Pero Alejandro no aceptó perder el control. Contrató abogados y pidió custodia compartida, no por amor, sino para castigar a Jimena. Ella, guiada por su abogada, lo citó en un restaurante y grabó la conversación. Allí, Alejandro confesó sin saberlo que no quería ser padre, que Sofía solo era una herramienta para herirla y que incluso estaba dispuesto a darle dinero a Jimena si renunciaba a la niña.

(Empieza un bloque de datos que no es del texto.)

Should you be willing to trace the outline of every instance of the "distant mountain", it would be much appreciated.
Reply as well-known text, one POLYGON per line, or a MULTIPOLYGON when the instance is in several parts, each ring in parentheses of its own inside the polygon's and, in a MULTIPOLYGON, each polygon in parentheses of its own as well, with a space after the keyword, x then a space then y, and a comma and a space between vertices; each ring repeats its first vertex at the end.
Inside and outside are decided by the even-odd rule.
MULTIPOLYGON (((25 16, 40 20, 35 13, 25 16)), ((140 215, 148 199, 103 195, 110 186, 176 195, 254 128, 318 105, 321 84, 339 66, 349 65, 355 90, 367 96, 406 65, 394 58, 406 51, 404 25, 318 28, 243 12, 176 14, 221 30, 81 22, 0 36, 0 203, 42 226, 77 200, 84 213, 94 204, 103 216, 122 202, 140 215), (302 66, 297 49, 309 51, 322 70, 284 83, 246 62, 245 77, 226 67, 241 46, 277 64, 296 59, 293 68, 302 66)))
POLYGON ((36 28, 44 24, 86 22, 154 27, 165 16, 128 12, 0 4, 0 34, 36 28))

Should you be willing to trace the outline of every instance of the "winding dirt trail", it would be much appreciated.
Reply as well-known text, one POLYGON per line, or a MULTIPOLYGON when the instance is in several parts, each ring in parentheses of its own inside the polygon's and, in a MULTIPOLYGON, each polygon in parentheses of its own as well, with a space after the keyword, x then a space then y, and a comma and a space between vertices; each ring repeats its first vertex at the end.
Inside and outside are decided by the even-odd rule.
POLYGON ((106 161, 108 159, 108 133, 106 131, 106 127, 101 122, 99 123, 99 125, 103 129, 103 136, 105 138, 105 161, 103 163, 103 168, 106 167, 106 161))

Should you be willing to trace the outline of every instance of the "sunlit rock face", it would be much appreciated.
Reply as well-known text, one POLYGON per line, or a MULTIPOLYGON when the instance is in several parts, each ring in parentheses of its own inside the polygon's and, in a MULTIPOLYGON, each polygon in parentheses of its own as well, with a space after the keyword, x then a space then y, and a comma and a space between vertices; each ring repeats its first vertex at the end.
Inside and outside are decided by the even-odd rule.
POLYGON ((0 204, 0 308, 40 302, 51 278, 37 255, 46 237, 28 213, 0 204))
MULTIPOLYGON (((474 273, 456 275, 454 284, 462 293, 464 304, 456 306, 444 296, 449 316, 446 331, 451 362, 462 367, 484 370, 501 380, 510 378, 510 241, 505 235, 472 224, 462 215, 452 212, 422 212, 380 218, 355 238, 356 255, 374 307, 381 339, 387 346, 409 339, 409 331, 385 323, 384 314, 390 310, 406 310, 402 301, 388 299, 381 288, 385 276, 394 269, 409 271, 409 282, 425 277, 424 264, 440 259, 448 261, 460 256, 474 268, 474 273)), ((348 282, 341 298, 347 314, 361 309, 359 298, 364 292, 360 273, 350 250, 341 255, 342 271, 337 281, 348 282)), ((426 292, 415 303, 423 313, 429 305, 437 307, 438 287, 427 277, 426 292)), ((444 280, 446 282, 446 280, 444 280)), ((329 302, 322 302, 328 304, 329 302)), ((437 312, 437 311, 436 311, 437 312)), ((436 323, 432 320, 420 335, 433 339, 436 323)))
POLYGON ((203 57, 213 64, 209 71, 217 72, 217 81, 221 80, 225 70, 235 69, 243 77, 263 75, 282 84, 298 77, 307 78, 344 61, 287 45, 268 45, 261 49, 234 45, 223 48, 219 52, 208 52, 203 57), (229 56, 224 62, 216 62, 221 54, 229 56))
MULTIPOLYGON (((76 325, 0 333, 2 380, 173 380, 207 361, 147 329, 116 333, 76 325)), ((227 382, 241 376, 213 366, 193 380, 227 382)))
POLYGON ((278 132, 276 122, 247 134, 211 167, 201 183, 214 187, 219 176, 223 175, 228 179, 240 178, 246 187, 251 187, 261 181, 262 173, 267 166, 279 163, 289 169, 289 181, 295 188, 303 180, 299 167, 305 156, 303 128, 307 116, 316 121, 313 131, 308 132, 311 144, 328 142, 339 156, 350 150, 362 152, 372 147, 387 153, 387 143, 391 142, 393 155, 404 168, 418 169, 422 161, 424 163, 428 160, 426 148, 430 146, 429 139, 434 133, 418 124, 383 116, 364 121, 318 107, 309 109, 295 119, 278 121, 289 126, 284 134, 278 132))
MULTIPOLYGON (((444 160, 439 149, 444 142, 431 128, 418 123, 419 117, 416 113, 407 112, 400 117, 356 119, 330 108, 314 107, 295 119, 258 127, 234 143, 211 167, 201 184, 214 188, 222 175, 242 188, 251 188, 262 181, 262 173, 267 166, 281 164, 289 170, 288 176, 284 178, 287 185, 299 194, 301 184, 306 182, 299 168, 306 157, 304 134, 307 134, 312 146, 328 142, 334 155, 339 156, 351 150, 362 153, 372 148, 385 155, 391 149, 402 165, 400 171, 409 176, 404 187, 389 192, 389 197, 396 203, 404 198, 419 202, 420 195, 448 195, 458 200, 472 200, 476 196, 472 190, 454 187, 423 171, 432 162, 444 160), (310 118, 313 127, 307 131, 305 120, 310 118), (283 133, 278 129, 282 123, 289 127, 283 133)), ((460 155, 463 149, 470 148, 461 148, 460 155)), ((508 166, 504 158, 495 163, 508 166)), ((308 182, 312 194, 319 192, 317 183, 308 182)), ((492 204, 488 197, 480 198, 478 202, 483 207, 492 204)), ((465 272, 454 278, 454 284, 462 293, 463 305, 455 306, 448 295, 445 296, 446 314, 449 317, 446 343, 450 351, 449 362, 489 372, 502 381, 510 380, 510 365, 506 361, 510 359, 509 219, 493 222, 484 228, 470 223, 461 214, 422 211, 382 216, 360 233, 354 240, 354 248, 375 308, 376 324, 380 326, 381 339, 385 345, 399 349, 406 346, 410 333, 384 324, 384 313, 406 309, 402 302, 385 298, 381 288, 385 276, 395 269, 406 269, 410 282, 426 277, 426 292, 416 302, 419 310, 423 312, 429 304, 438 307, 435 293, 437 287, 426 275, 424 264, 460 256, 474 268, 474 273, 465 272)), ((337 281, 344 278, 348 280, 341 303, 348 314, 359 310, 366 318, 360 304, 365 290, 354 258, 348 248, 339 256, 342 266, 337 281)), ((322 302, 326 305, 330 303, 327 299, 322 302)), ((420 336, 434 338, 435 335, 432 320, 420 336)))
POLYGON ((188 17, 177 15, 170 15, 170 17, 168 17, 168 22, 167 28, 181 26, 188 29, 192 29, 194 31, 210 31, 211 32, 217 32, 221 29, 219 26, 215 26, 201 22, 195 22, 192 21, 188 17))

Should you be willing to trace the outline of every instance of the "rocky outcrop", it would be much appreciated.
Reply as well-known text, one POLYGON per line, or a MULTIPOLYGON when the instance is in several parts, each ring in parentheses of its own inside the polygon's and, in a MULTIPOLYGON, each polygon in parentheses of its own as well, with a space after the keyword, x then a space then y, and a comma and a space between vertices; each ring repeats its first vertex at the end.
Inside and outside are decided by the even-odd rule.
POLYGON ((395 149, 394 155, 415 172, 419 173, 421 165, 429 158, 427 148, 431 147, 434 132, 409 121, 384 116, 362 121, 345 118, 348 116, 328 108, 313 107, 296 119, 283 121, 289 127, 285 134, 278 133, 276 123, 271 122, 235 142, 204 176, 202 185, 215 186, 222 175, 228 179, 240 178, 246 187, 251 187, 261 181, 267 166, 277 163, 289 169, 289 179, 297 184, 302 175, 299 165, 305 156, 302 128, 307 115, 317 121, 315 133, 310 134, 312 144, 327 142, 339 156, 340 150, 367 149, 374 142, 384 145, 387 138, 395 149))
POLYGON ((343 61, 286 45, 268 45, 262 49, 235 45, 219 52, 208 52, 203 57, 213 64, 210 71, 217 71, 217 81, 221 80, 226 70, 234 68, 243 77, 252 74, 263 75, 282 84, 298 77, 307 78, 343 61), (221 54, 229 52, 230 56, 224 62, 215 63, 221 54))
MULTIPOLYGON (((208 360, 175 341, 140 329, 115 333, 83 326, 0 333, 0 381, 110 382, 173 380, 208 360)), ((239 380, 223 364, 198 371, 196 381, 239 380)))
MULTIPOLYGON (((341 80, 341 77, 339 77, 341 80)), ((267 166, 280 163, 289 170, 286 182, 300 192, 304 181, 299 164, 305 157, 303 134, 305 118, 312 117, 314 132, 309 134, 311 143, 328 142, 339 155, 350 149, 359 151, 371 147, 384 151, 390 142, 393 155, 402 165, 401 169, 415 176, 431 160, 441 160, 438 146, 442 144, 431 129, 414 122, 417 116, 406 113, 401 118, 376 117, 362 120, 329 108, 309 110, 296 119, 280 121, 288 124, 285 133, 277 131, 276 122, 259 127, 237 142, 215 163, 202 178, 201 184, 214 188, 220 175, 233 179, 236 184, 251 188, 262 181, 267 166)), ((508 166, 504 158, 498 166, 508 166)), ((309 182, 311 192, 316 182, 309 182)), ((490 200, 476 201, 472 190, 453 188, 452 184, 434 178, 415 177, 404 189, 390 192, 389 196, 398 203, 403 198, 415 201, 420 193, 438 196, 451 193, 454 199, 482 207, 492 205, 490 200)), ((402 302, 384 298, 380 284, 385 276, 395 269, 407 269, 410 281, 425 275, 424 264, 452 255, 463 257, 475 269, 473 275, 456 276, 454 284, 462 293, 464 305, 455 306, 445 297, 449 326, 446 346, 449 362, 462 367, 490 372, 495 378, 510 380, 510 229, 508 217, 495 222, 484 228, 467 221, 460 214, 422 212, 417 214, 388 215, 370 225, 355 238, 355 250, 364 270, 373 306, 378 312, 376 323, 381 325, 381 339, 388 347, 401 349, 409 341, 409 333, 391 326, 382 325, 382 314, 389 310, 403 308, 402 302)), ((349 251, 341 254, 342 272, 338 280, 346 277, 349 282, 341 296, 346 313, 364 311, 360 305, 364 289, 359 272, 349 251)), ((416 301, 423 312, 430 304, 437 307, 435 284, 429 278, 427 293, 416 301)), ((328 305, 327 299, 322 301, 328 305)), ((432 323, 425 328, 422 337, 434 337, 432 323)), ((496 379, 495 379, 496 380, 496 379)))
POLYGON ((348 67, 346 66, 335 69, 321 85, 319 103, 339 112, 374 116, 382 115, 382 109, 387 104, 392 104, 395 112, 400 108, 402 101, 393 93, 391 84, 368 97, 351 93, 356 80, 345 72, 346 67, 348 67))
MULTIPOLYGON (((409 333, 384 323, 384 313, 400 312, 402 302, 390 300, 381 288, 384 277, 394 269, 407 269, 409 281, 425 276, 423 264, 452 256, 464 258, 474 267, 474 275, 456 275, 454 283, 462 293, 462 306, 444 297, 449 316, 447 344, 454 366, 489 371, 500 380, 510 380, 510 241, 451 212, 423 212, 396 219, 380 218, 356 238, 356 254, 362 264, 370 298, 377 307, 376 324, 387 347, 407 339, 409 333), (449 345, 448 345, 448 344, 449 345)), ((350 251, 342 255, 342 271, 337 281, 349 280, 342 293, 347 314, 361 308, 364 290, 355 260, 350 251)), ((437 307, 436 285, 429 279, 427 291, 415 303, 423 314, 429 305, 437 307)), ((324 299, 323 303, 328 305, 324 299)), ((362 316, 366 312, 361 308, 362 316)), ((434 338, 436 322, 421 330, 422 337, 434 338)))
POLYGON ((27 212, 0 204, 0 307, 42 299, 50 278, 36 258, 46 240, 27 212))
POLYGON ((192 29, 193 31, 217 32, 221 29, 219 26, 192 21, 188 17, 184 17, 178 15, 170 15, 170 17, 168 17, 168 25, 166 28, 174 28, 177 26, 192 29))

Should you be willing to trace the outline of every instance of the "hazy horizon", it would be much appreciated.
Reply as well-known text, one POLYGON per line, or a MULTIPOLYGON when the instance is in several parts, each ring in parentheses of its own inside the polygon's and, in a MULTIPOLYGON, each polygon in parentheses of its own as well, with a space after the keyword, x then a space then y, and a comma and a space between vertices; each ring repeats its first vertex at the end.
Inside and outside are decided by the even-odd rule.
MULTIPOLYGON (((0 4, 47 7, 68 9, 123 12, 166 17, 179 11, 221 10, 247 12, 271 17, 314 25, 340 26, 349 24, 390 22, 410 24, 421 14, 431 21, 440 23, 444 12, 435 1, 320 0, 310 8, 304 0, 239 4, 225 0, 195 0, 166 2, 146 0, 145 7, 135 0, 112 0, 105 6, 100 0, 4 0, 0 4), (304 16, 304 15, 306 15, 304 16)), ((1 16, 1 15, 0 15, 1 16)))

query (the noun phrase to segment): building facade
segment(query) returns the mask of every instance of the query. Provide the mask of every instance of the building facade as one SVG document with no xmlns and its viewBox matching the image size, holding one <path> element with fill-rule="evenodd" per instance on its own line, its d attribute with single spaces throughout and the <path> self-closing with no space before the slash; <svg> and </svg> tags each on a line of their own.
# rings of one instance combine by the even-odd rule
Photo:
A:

Esa grabación cambió todo.

Pero la maldad de Alejandro no terminó ahí. Intentó acercarse a Sofía en la escuela, fue a gritar a la casa de doña Lupe y comenzó a mover dinero de la empresa para culpar a Jimena. Su propia secretaria, Beatriz, descubrió los documentos falsificados y entregó las pruebas.

Alejandro cayó por sus propias mentiras.

Fue denunciado por fraude, falsificación y abandono. La audiencia de custodia se canceló porque ya no tenía ninguna posibilidad legal ni moral de reclamar a la niña. Sofía quedó definitivamente con Jimena, y doña Lupe siguió a su lado como parte inseparable de la familia.

Cuando Jimena le contó la noticia, Sofía corrió a abrazarla.

—¿Entonces el hombre malo ya no va a llevarme?

—Nunca más, mi amor.

—¿Y doña Lupe se queda con nosotras?

Jimena miró a la anciana, que lloraba en silencio.

—Siempre. Porque una familia no se forma solo con sangre. Se forma con amor, con cuidado y con quien se queda cuando todos los demás se van.

Con el tiempo, Jimena dejó atrás la empresa destruida por Alejandro y fundó una nueva firma honesta, junto a Beatriz. Sofía creció rodeada de dos madres: la que la trajo al mundo y la que la salvó cuando el mundo la abandonó.

Cada noche, antes de dormir, la niña pedía la misma canción.

Jimena la abrazaba, doña Lupe se sentaba a su lado, y juntas cantaban aquella melodía que había sobrevivido a la mentira, al abandono y al tiempo.

Porque Alejandro pudo esconder la verdad durante años.

Pero nunca pudo romper el hilo invisible entre una madre y su hija.